How to compile main.cpp

g++ main.cpp -O3 std=c++14 -DLOCAL [-DDEBUG] [-DANALYSIS] [-DENABLE_DIZZY_ANALYSIS] [-DNO_OUTPUT]

  • -DDEBUG enables assertions and to show the outputs for LOG().

  • -DANALYSIS enables to show ANALYSIS_LOG(), which is for not fequent logging like final score.
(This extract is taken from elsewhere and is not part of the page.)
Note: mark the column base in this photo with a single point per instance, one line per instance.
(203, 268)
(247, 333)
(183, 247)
  • -DENABLE_DIZZY_ANALYSIS enables to show DIZZY_ANALYSIS_LOG(), which is for frequent logging like current score at each time

  • -DNO_OUTPUT disables to output answer.

Scripts

  • localtest.sh tests main.cpp with seed 1 to 100 and store the logs for each test case.
  • run.sh exec_file input_file is for testing exec_file with input_file. The log will be stored into ./log/ and ./output by default. You can change the directory by specifying LOG_DIR and OUTPUT_DIR.
  • input_generator.sh generates input files of seed 1 to 100 to ./test_inputs/ directory.
  • generate_submittable_code.sh generates the auto formatted code for main.cpp and save as frozen.cpp.
  • build_result_from_log.sh log_dir converts all raw logs in log_dir into a structured csv file.
  • recent_log.sh is just a useful command to build a structured csv file for the recent local test.
  • csv_builder.py log_file is a faster way to build structured csv file, but no longer used due to its low flexibility.